- Conservation status: Least Concern (IUCN 3.1)

Scientific classification
- Kingdom: Animalia
- Phylum: Chordata
- Class: Mammalia
- Order: Chiroptera
- Family: Vespertilionidae
- Genus: Kerivoula
- Species: K. dongduongana
- Binomial name: Kerivoula dongduongana Tu, Hassanin, Furey, Son & Csorba, 2018

= Indochina's flat-headed woolly bat =

- Genus: Kerivoula
- Species: dongduongana
- Authority: Tu, Hassanin, Furey, Son & Csorba, 2018
- Conservation status: LC

Species of bat

Indochina's flat-headed woolly bat (Kerivoula dongduongana) is a species of vesper bat found in Southeast Asia, including Laos, Thailand, Vietnam, and Cambodia.

==Taxonomy==
Indochina's flat-headed woolly bat was described as a new species in 2018. A genetic study revealed that the Asian population of Hardwicke's woolly bat, Kerivoula hardwickii, was actually a species complex of taxa that appeared similar but differed genetically.
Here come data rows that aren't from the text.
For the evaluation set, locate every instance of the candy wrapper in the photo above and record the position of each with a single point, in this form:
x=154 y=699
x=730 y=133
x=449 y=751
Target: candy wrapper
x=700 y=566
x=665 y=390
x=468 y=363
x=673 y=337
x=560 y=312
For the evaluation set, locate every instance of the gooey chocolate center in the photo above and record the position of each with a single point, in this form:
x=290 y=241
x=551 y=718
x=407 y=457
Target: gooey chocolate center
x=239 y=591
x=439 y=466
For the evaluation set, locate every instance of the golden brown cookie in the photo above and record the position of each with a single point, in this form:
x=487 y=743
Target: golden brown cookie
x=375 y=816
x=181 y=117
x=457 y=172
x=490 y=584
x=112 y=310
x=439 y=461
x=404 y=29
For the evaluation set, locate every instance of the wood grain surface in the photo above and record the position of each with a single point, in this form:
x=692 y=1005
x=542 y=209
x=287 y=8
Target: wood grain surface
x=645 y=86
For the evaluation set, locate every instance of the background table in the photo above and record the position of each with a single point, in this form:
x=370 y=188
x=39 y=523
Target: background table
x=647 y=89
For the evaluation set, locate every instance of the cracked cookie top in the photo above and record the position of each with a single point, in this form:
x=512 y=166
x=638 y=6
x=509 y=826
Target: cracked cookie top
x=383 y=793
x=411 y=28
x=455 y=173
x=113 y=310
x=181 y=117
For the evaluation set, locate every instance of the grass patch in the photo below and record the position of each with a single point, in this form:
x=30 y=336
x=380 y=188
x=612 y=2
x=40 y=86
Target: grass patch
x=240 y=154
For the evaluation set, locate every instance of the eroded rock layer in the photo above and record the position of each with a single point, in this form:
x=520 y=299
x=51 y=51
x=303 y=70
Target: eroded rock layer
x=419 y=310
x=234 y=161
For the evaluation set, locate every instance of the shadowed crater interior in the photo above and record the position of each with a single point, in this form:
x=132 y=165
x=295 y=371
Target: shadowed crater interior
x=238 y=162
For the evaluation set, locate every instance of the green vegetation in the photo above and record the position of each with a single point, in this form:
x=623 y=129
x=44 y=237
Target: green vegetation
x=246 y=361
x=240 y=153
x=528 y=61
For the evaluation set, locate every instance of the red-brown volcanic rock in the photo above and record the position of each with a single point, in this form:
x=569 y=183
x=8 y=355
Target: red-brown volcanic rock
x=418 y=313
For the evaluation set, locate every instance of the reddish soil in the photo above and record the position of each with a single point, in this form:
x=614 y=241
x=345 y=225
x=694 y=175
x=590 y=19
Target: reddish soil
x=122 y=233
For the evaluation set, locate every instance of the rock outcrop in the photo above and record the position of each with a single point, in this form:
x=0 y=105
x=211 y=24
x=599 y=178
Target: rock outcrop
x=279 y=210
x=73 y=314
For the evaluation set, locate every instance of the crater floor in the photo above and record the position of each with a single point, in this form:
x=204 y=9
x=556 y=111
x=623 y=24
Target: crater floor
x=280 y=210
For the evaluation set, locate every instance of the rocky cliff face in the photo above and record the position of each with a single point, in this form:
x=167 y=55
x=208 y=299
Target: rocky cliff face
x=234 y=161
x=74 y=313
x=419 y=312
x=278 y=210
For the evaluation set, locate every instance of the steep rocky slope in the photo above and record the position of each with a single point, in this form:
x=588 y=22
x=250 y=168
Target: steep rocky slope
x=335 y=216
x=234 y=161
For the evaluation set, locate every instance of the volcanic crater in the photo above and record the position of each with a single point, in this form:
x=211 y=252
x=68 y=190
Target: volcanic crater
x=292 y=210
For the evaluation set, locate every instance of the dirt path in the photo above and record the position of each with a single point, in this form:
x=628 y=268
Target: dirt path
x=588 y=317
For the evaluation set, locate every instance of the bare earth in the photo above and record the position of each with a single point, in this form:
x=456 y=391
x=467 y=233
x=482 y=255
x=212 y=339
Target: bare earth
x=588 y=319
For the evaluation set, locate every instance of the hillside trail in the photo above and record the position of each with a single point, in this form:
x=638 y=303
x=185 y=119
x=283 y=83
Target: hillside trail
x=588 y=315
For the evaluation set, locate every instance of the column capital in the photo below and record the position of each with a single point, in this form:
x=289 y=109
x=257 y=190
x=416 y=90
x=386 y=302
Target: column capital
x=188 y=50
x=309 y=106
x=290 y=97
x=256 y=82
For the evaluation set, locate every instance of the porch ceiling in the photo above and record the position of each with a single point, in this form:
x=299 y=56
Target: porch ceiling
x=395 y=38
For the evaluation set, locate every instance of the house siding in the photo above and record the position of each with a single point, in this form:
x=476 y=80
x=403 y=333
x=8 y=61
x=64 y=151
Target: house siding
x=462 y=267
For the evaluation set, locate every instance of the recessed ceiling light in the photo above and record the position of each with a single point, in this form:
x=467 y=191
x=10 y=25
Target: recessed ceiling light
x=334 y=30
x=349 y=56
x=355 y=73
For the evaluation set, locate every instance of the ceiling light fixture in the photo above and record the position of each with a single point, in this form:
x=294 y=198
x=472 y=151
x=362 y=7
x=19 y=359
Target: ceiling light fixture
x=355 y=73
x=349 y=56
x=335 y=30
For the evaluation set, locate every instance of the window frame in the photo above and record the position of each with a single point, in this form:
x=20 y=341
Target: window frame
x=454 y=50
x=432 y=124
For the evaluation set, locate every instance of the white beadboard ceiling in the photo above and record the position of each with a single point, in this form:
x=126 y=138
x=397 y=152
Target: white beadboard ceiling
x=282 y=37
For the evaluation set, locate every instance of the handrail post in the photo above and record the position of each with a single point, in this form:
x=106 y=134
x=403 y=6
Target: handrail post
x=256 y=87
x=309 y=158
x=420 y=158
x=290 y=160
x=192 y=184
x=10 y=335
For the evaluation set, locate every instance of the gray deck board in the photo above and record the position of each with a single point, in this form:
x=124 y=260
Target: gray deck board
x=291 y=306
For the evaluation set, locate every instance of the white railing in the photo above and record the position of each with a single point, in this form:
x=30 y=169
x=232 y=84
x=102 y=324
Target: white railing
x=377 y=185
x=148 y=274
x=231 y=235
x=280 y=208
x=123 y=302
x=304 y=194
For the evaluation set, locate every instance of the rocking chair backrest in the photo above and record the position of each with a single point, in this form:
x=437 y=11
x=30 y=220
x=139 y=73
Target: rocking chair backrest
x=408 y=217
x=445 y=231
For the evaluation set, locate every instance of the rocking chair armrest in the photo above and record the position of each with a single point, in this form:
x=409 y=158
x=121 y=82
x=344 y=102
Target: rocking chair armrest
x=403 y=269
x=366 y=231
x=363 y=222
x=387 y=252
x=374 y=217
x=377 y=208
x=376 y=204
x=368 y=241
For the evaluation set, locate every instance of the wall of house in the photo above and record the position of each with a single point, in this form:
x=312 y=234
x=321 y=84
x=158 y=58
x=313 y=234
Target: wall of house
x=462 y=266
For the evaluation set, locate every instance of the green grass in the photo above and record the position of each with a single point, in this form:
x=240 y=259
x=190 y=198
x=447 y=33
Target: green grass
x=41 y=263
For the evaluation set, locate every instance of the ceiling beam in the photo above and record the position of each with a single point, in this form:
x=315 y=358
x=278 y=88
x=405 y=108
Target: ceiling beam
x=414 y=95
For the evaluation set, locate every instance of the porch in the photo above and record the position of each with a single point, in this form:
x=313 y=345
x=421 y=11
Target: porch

The authors recommended splitting K. hardwickii, with one resulting taxon named Kerivoula dongduongana. The holotype had been collected in Ngọc Linh in Vietnam in 2011. The species name dongduongana is derived from Vietnamese Ðông Dương, which formerly referred to Indochina.

==Description==
Indochina's flat-headed woolly bat is considered a medium-sized member of the genus Kerivoula, with a forearm length of about 32 mm. The holotype, an adult female, had a mass of 4.5 g.

==Range==
Its range encompasses the Annamite Range of Southeast Asia, including southern Vietnam, Laos, Cambodia, and northwestern Thailand. A 2023 publication noted its first documented occurrence in China.